Der größte englische Dichter und Dramatiker William Shakespeare schuf neben genialen Stücken mehrere Gedichte und 154 Sonette. Es ist unwahrscheinlich, dass sie autobiografisch sind, obwohl die Versuchung, Episoden aus dem persönlichen Leben des Dichters darin zu finden, immer sehr groß war. Die meisten Sonette sind an einen bestimmten Freund gerichtet, der nicht genannt wird.
Shakespeare erzählt in seinen Sonette die dramatische Geschichte der Beziehung zwischen drei Menschen - einem lyrischen Helden, der oft mit dem Autor, seinem Freund und Geliebten gleichgesetzt wird. Aus den Sonette geht hervor, dass der Freund deutlich jünger ist als der Dichter und offenbar eine höhere gesellschaftliche Stellung einnimmt. Die am weitesten verbreitete Version ist, dass der Earl of Southampton sein Prototyp war, dem der Dichter auch andere Werke widmete.
Das Bild eines Freundes in Shakespeares Sonette
Shakespeare macht auf das Aussehen seines jungen Freundes aufmerksam: Er ist blond und weiblich schön. In einem gewissen Kreis von Forschern und Lesern besteht die Versuchung, die Haltung des Dichters ihm gegenüber als eine Art Liebe zu interpretieren. Der herausragende Shakespeare-Forscher Alexander Abramovich Anikst ist sich derweil absolut sicher, dass es sich um eine tiefe und erhabene Männerfreundschaft handelte. Tatsache ist, dass bei den Humanisten der Renaissance das Ideal der Freundschaft gepflegt wurde. Künstler und Philosophen, die die Kulturen der Antike studierten, fanden hin und wieder Beispiele großer Freundschaft, darunter Orest und Pylas, Achilles und Patroklos und andere mythologische Figuren. Man glaubte, dass die Liebe der schönsten Damen nicht mit der Hingabe eines Freundes verglichen werden kann.
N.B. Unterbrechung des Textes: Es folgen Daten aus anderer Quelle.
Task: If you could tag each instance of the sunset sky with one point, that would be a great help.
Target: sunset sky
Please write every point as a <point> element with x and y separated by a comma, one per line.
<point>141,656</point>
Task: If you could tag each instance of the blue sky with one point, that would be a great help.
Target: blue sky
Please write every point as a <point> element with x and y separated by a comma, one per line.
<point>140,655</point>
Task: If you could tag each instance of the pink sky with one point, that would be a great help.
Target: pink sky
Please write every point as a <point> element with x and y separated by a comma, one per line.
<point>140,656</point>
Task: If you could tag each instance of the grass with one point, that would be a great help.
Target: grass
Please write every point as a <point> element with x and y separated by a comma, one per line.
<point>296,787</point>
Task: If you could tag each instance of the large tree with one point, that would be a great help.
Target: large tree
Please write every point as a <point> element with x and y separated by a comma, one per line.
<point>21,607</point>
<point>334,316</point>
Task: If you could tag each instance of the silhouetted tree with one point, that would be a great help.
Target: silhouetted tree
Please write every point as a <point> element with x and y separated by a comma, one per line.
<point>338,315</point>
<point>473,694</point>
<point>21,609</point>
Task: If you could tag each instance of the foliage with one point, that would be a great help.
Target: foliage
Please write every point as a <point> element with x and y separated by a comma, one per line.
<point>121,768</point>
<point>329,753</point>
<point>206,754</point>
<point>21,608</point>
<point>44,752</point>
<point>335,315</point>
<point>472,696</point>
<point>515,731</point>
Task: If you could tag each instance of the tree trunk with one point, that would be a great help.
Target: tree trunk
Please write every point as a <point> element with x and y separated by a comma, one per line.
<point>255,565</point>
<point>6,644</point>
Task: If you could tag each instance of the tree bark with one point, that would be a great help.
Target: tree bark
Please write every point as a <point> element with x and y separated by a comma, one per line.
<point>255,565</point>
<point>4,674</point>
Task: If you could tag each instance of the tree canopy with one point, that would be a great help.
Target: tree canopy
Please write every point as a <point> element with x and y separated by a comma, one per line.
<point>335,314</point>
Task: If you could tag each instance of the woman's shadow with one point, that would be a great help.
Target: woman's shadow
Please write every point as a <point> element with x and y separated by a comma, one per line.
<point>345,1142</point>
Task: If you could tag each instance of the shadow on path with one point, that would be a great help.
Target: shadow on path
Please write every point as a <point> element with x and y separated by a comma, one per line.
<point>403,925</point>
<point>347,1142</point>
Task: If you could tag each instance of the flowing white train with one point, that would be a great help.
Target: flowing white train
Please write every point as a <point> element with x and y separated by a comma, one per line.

Blonder Freund und dunkle Dame
Die Freundschaft zwischen dem Dichter und dem blonden Jüngling wurde jedoch mehr als einmal auf die Probe gestellt. Der ernsteste von ihnen erwies sich als das Erscheinen einer dunklen Dame - der mysteriösen Geliebten des Autors. Bereits im Mittelalter entstand die Tradition, dem Kult der schönen Dame zu dienen. Dichter der Renaissance schufen wunderschöne Sonette, die die Schönheit einer echten oder fiktiven Geliebten verherrlichten. Sie beschrieben das Erscheinen eines bestimmten schönen Engels mit sternenglänzenden Augen und einem luftigen Gang.
Shakespeare erstellt eine Beschreibung der äußeren Erscheinung des Geliebten, basierend auf der Verleugnung allgemein akzeptierter Klischees. Zu dieser Zeit war blonde oder goldene Haarfarbe in Mode, und die Geliebte des Dichters war eine Brünette. Ihre Augen sind nicht wie Sterne, ihre Lippen sind wie Korallen, und ihr Gang ist der Schritt einer irdischen Frau, nicht einer Göttin, die auf den Wolken wandelt. Die letzten Zeilen des Sonetts enthalten einen ironischen Angriff auf diejenigen, die zu pompösen Vergleichen neigen. Die von der Dichterin beschriebene echte Frau steht idealisierten Bildern in nichts nach.
Leider ist die dunkelhäutige Dame moralisch keineswegs ideal, und das versteht der Dichter sehr gut. Das Schicksal bereitet ihm jedoch einen schrecklichen Schlag: Seine Geliebte betrügt ihn mit einem Freund. Es ist ganz offensichtlich, dass der Dichter den Verlust eines Freundes viel mehr erlebt als den Verrat seiner Geliebten. Er kannte ihre Leichtfertigkeit und Unbeständigkeit sehr gut, und das Vertrauen in einen Freund war wirklich grenzenlos. Letztendlich haben sich die Freunde versöhnt.
Vielleicht basierten die Sonette überhaupt nicht auf der realen Beziehung dreier Personen. Zudem ist es gut möglich, dass der junge Mann, den der Dichter in den ersten 17 Sonette zur Heirat überredet, und der Freund, an den sich die nachfolgenden Werke richten, unterschiedliche Personen sind. Auf jeden Fall sind die meisten Sonette Shakespeares eine vergeistigte Hymne an die reine und schöne Freundschaft.